It’s 5:00 and I’m sitting at the table in my summer office which, whenever possible, is our

veranda. Seven blocks west and about two north the whistle mounted on the S.S. Keno lets loose with a blast that I can hear very clearly from here.

It’s a tourist season feature, which Parks Canada arranges to sound twice daily, the early blast being at noon. Even locals can be startled by its intensity.

I’ve seen bicyclists and pedestrians beside the sternwheeler suddenly flinch at the sound, even when they know what it is.

Our visitors have even stronger reactions.

This is not a complaint, by the way.
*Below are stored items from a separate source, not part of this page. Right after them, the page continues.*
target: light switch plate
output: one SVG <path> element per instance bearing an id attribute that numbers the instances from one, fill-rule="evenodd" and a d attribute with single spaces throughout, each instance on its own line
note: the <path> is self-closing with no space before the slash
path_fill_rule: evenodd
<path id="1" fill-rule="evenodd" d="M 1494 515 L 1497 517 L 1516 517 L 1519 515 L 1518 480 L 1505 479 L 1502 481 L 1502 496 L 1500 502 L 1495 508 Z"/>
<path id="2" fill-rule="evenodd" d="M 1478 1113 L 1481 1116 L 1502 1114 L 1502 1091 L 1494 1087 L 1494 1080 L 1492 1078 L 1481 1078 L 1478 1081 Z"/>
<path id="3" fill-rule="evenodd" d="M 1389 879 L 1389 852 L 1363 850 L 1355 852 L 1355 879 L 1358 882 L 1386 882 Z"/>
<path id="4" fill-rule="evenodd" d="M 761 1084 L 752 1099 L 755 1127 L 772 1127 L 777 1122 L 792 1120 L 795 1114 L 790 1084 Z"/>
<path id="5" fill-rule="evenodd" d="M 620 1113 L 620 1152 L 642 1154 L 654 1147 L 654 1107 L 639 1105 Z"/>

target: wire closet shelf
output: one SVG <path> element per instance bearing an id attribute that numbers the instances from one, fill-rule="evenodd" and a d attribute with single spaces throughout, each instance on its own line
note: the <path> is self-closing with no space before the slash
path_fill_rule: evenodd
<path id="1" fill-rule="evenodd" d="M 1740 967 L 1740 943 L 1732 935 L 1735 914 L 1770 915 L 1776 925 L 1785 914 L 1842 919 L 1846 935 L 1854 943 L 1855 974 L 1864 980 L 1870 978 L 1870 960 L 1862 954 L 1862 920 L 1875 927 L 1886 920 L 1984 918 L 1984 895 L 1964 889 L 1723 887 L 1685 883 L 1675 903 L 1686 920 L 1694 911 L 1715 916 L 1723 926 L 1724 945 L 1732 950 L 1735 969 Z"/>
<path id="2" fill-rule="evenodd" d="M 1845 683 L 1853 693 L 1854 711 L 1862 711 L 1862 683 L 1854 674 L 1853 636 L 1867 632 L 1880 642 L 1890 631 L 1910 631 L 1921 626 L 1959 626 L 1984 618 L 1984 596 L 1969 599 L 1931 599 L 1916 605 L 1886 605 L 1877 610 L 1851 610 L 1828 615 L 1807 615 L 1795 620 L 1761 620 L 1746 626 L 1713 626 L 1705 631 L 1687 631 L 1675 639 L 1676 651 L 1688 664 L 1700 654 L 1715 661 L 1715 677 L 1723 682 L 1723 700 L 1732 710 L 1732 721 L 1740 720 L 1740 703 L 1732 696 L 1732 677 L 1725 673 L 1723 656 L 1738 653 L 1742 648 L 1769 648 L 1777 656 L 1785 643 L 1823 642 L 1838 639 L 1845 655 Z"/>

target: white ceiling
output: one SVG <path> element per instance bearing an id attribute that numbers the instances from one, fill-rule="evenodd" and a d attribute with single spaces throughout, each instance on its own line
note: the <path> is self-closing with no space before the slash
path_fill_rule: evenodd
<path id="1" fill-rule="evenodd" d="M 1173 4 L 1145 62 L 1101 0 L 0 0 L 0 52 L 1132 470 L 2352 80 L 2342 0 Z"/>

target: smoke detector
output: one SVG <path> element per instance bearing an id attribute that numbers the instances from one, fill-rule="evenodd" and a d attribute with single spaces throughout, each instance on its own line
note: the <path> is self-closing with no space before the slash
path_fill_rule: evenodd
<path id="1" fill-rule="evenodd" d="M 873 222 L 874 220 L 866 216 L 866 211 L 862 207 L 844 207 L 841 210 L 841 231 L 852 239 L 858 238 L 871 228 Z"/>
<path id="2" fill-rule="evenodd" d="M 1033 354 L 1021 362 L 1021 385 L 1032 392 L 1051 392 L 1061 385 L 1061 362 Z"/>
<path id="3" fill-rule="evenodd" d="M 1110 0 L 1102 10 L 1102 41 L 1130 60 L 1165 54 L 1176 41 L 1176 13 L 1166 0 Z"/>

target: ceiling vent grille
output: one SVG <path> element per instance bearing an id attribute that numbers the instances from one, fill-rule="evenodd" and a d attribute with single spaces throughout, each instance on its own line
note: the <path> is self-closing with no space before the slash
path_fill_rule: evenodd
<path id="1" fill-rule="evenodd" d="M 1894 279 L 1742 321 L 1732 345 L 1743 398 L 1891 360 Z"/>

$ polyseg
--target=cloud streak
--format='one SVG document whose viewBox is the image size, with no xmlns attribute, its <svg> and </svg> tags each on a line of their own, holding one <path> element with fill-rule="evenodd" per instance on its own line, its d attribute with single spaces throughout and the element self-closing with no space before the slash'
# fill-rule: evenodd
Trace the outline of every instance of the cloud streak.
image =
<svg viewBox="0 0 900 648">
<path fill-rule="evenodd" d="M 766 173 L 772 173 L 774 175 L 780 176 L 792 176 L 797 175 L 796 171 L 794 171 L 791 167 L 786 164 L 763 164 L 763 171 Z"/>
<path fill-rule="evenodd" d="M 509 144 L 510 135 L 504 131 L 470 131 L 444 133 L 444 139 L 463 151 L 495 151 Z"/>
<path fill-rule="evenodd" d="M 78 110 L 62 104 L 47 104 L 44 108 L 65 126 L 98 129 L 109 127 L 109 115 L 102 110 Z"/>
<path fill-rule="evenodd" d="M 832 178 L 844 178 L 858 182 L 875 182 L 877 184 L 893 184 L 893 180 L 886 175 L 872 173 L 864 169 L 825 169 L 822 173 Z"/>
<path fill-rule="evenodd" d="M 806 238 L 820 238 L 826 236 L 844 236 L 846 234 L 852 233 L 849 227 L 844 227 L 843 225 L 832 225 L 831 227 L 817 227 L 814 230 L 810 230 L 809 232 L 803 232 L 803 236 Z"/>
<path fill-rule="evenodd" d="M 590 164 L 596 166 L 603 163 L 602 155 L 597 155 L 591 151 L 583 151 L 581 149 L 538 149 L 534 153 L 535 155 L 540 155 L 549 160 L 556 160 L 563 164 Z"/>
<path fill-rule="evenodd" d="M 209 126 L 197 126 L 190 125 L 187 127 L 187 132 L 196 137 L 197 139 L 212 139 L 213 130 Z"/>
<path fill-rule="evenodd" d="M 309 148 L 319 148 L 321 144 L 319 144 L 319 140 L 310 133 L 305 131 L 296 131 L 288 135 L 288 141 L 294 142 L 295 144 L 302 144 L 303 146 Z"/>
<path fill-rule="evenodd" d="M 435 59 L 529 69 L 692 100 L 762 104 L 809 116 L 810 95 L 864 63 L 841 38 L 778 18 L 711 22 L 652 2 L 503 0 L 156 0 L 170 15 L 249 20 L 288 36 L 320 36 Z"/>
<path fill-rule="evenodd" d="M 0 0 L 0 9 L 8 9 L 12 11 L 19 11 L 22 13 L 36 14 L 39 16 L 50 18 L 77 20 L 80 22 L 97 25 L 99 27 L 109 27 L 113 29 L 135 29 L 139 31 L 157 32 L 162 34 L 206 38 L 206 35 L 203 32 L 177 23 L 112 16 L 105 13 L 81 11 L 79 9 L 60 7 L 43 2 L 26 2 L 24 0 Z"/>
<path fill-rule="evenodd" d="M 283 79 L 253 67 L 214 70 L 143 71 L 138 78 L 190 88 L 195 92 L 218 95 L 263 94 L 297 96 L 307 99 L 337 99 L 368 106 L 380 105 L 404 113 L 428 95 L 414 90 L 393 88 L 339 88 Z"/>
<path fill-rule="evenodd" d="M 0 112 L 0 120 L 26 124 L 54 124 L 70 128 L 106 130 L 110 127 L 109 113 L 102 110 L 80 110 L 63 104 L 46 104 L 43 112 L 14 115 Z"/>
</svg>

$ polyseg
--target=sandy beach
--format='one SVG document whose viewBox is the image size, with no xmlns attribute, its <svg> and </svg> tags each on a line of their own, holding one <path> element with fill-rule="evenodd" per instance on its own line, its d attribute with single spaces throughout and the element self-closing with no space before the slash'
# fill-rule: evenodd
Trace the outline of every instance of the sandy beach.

Parks started this procedure under the previous superintendent and I think it’s a very nice touch.

For me, of course, it always brings back memories of the onetime ship building town I grew up in back in Nova Scotia. By the time I came along that part of the town’s history had passed and the place boasted three factories that employed most of its people.

There was a gypsum plant, a pulp and paper mill, and another place that specialized in making paper plates. The pulp mill had a whistle that sounded at the start/ end of each of the three shifts, as well as at noon and 9:00 p.m.

In the Annapolis Valley it is pretty much dark by that time, even at the end of June, and that curfew whistle, left over from World War II, I suppose, was the signal that kids under 16 shouldn’t be out on the streets any longer.

The Keno didn’t spend much of its working life in Dawson, being based out of Mayo, it hauled ore on the Stewart River between 1922 and 1953, when it was retired. As the Parks website notes, it was “re-furbished in 1960 and sailed downriver to Dawson where it is managed as a historic site open to the public.”

Prior to the reconstruction of the Palace Grand Theatre and the development of Diamond Tooth Gerties its freight deck was used for some of the same tourist fare that eventually migrated to these buildings.

Damaged in the 1979 flood, it was repaired and brought back into service as part of Parks’ tour offerings around the time of the Gold Rush centennials from 1996 to 1998.

There were other surviving boats, but Dawson’s sternwheeler graveyard is more typical of their fates once the roads took over. Two of the three in Whitehorse burned, as did the one whose skeletal remains still sit in Carcross.

The SS Klondike remains in the capital, and its restoration was accomplished after the proper techniques had been tried out here on the Keno. The Klondike is the larger of the two vessels, but I don’t think it blows a whistle.